Note 17 Deferred tax
The deferred tax item is made up as follows:
Deferred tax assets
€ million | 2019 | 2018 |
Differences in valuation of property, plant and equipment | 161 | 169 |
Other differences | 4 | 3 |
Carrying amount as at 31 December | 165 | 172 |
This item is made up of the differences between the reported carrying amounts of the items of property, plant and equipment and other balance sheet items, including investments and provisions, and the corresponding tax bases.
Gross movement in deferred tax assets
€ million | Property, plant and equipment | Other | Total |
Carrying amount as at 1 January 2018 | 213 | -8 | 205 |
Movements 2018 | |||
Added directly via equity | - | 13 | 13 |
Realised temporary differences | -16 | -1 | -17 |
Change in rate of corporate income tax | -28 | -1 | -29 |
Total | -44 | 11 | -33 |
Carrying amount as at 31 December 2018 | 169 | 3 | 172 |
Movements 2019 | |||
Added directly via equity | - | 1 | 1 |
Realised temporary differences | -16 | -1 | -17 |
Change in rate of corporate income tax | 8 | 1 | 9 |
Total | -8 | 1 | -7 |
Carrying amount as at 31 December 2019 | 161 | 4 | 165 |
The deferred tax assets of €161 million in respect of property, plant and equipment (2018: €169 million) are the result of differences between the carrying amounts in the financial statements and the tax bases. Alliander became liable to corporate income tax on 1 January 1998 and the item of deferred tax arose on that date. The carrying amounts of the property, plant and equipment agreed with the Dutch Tax & Customs Administration as at 1 January 1998 have depreciation periods extending ahead as far as 2030. Realisation of the temporary difference relating to these assets is therefore spread out over this period. In addition, the item 'Property, plant and equipment' deferred tax refers to the general overhead surcharge that has been capitalised for tax purposes, the effects of implementing IFRS accounting policies in 2005, and the arbitrary amortisation tax break allowed in the past.
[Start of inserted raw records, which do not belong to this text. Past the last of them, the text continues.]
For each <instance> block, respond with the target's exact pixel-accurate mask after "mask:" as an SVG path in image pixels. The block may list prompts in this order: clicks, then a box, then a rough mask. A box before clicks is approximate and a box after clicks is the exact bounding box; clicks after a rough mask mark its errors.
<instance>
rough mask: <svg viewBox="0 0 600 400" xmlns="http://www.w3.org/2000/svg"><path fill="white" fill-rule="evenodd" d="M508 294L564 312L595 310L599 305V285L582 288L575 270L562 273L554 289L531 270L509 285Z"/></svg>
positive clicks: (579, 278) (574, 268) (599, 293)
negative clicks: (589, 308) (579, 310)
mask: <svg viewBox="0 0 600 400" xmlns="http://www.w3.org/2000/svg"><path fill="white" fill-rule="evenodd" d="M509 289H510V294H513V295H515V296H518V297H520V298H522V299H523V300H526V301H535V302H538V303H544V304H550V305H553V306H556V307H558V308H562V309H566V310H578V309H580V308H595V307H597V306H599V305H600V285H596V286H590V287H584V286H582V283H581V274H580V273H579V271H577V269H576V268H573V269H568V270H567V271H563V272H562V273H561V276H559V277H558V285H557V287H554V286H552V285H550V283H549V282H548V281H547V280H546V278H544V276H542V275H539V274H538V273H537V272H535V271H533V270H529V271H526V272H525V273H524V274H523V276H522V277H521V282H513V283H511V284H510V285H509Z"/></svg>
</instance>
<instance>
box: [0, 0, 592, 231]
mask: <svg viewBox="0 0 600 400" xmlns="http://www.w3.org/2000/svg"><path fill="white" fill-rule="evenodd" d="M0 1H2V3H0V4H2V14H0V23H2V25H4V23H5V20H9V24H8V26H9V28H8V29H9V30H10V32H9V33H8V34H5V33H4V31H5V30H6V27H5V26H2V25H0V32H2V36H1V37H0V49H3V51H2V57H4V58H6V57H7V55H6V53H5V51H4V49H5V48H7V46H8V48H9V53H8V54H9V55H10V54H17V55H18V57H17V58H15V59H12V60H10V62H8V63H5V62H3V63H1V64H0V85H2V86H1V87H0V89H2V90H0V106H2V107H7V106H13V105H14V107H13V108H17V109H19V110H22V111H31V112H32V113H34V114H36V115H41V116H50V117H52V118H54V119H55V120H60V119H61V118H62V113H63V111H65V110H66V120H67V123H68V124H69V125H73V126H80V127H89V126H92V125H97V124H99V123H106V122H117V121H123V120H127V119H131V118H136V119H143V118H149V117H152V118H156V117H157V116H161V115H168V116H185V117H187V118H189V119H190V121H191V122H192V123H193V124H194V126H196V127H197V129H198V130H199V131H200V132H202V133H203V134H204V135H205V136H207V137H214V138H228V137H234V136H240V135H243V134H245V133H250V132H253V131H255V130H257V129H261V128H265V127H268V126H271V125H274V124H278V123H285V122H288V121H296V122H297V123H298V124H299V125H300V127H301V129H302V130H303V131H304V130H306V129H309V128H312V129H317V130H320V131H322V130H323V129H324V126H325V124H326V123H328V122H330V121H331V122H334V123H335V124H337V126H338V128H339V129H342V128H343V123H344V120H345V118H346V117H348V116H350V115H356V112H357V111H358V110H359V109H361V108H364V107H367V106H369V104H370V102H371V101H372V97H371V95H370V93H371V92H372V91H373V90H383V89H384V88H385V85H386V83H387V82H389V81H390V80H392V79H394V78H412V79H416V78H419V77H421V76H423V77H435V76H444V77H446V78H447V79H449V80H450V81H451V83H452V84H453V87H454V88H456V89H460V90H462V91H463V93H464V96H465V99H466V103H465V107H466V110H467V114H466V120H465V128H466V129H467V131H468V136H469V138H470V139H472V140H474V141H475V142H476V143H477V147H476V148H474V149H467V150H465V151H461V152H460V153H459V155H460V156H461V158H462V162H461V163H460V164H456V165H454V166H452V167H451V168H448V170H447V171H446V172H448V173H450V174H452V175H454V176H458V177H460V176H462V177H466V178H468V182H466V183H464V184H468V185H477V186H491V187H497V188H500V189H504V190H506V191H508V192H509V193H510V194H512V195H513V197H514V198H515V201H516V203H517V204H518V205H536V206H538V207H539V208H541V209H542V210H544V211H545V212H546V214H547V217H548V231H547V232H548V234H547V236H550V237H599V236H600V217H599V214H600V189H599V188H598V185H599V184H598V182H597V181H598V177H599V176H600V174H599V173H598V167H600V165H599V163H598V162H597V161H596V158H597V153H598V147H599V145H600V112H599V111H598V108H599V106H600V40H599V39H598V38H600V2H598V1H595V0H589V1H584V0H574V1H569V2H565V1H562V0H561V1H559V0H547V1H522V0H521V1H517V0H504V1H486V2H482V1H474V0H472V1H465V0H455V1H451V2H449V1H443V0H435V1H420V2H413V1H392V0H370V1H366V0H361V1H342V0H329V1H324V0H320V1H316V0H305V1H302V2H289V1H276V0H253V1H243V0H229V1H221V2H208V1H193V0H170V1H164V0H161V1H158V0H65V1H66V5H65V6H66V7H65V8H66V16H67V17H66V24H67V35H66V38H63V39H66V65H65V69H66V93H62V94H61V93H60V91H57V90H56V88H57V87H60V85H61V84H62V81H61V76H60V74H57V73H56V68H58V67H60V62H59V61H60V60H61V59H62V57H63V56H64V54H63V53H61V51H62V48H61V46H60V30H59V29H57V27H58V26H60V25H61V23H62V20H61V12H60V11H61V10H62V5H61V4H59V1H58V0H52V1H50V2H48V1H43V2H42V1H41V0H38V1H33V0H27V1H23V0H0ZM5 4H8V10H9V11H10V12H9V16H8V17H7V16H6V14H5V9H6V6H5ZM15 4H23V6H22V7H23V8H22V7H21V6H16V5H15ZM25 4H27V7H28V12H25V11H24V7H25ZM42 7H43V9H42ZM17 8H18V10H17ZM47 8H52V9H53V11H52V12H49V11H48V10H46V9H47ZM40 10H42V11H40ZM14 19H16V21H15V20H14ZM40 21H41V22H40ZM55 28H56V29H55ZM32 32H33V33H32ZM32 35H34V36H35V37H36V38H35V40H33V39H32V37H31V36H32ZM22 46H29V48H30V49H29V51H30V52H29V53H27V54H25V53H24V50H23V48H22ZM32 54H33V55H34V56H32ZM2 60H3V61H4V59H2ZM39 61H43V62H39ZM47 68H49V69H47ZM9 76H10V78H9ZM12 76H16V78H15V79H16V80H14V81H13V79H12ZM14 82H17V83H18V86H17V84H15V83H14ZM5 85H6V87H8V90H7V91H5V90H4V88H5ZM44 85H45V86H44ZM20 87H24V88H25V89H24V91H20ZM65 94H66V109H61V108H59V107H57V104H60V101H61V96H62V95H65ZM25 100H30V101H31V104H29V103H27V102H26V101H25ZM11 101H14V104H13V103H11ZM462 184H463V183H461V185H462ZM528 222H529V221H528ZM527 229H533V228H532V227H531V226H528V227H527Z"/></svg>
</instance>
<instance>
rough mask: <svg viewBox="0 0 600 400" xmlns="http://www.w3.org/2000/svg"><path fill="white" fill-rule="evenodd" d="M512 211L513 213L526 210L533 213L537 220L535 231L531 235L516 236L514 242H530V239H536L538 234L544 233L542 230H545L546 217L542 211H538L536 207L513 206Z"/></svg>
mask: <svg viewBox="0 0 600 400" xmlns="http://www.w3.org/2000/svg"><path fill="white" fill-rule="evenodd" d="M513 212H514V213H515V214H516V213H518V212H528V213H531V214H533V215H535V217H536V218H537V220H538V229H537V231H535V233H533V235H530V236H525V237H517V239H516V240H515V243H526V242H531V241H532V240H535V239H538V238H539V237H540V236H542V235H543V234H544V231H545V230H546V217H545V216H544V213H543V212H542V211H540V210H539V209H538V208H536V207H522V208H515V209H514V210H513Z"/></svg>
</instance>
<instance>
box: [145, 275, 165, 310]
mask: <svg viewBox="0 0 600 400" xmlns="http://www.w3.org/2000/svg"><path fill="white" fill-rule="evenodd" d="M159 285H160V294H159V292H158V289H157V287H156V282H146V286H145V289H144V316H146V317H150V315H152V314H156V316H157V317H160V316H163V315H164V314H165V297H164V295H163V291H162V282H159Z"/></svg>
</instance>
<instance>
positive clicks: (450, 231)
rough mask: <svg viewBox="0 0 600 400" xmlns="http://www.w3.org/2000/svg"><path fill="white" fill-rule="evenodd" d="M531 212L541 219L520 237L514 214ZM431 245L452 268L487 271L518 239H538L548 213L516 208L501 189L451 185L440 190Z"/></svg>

The decrease of €7 million in the amount of the deferred tax assets in 2019 has largely been recognised in the income statement (€8 million loss) and is partly accounted for by movements recognised directly in equity (€1 million gain). The item relating to the change in the rate of corporate income tax concerns the lowering of the existing 25% tax rate in the Netherlands to 21.7% from 2021 onwards.
The deferred tax liabilities as at year-end 2019 stood at €3 million (year-end 2018: €4 million). This item is accounted for by the net effect of tax loss carry-forwards of the 450connect GmbH tax group (deferred tax asset of €4 million) and the difference between the reported carrying amount of licences and their corresponding tax base (deferred tax liability of €7 million).
As at year-end 2019, there was a total unrecognised deferred tax asset of €21 million (year-end 2018: €17 million), made up of:
Tax loss carry-forwards from our activities in Germany (€17 million, 2018: €15 million), which, in connection with the projected results in the medium term for the German entities, have not been recognised, apart from the losses reported by the entity 450connect GmbH.
An amount of €2 million (2018: €2 million) relates to a Dutch subsidiary acquired in 2018;
Temporary measurement differences totalling €2 million (2018: nil) at one of the German entities.